Op 1 oktober 2025 heeft het Gerecht in eerste aanleg van Bonaire, Sint Eustatius en Saba uitspraak gedaan in een zaak tussen ISLAND FINANCE (BONAIRE) N.V. en een gedaagde die niet is verschenen. ISLAND FINANCE had een vordering ingediend die op 19 juni 2025 ter griffie was ingekomen. De gedaagde heeft niet binnen de gestelde termijn geantwoord, waardoor het gerecht de vordering toewijsbaar achtte, met uitzondering van de gevorderde boeterente en buitengerechtelijke incassokosten. Het gerecht oordeelde dat de gevorderde boeterente van 5% bovenmatig was, aangezien de rente van 23% per jaar de wettelijke grens overschreed. De wettelijke rente was wel verschuldigd vanaf het moment van verzuim. De buitengerechtelijke incassokosten werden afgewezen omdat deze al waren inbegrepen in een eerder ondertekende schuldbekentenis door de gedaagde. De gedaagde werd veroordeeld tot betaling van een bedrag van USD 9.746,79 aan ISLAND FINANCE, vermeerderd met wettelijke rente, en in de proceskosten, die aan de zijde van ISLAND FINANCE op USD 1.227,00 werden begroot. Het vonnis is uitvoerbaar bij voorraad verklaard.

Uitspraak

GERECHT IN EERSTE AANLEG VAN BONAIRE, SINT EUSTATIUS EN SABA

zittingsplaats Bonaire

Registratienummer: BON202500308
Vonnis van 1 oktober 2025
inzake
de naamloze vennootschap
ISLAND FINANCE (BONAIRE) N.V.,
gevestigd te Bonaire,
hierna te noemen IF,
gemachtigde: mr.
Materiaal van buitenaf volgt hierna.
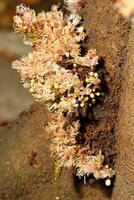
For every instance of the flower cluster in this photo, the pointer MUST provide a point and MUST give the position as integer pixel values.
(58, 75)
(68, 153)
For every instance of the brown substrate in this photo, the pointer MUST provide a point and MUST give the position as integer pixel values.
(26, 169)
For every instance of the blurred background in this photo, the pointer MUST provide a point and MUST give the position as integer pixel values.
(13, 97)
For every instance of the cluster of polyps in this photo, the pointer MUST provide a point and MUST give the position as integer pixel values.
(57, 74)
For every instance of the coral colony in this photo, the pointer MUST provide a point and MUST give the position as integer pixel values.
(58, 75)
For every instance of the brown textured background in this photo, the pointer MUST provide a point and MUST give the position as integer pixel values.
(26, 169)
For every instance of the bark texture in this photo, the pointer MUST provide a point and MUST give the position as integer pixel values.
(26, 169)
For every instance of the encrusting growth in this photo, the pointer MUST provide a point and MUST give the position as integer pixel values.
(58, 75)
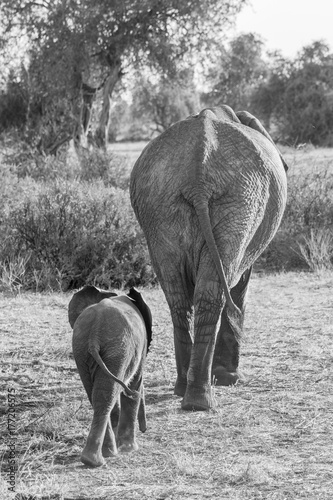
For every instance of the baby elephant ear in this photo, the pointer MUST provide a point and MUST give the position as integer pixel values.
(141, 304)
(88, 296)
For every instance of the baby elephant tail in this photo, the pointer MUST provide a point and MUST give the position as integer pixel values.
(94, 351)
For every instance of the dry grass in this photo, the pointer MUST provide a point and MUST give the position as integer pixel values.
(270, 438)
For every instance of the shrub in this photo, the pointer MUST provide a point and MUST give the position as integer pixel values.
(304, 239)
(77, 233)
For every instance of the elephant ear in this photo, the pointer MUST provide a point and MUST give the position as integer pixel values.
(88, 296)
(251, 121)
(141, 304)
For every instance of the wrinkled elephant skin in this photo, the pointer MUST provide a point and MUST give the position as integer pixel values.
(209, 194)
(111, 336)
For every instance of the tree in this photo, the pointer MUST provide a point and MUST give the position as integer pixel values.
(295, 99)
(165, 102)
(81, 47)
(239, 70)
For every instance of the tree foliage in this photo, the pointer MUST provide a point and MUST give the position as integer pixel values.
(297, 96)
(165, 102)
(240, 68)
(79, 46)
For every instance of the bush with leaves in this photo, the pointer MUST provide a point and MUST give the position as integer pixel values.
(77, 233)
(304, 240)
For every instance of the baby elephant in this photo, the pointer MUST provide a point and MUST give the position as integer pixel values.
(111, 337)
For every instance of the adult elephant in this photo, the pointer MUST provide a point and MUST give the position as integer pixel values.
(209, 194)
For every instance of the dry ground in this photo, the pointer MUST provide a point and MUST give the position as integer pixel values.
(304, 160)
(270, 437)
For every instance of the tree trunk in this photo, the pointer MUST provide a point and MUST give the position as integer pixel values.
(101, 134)
(81, 130)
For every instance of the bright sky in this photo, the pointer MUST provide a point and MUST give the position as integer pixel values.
(288, 25)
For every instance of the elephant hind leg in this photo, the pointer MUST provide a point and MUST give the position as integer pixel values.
(226, 355)
(101, 439)
(178, 288)
(208, 304)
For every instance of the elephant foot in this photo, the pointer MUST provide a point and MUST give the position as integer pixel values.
(180, 388)
(221, 376)
(128, 447)
(197, 399)
(92, 459)
(109, 451)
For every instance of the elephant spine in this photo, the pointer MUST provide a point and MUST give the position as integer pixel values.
(94, 351)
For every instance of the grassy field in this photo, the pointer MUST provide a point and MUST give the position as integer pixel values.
(270, 437)
(301, 160)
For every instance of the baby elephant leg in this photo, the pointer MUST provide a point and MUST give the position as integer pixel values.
(126, 439)
(92, 454)
(109, 445)
(101, 440)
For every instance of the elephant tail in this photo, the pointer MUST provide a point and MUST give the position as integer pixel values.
(202, 211)
(94, 351)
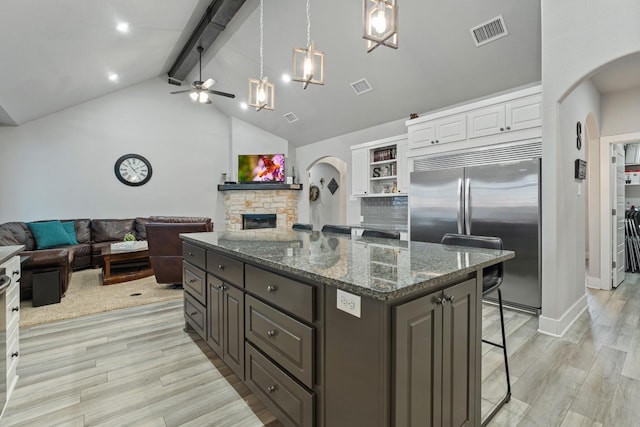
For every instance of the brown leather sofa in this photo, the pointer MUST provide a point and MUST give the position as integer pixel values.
(165, 248)
(92, 235)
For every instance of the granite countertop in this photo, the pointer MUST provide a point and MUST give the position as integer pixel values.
(7, 252)
(383, 269)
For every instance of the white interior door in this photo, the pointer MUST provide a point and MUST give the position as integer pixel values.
(618, 248)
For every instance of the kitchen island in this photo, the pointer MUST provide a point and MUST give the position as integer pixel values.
(334, 330)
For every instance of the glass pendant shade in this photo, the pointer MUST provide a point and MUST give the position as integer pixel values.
(261, 94)
(308, 66)
(380, 23)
N.B. Louisa,
tegen
[gedaagde],
wonend te Bonaire,
hierna te noemen [gedaagde],
niet verschenen.

1.Het procesverloop

1.1.
IF heeft gesteld en verzocht als vermeld in het inleidend verzoekschrift met producties, dat op 19 juni 2025 ter griffie is ingekomen. [gedaagde] heeft niet binnen de gestelde termijn geantwoord.
1.2.
Uitspraak is bepaald op heden.

2.De beoordeling

2.1.
Voor de vordering en de feiten en de gronden waarop deze is gebaseerd wordt verwezen naar het aan dit vonnis gehechte verzoekschrift.
2.2.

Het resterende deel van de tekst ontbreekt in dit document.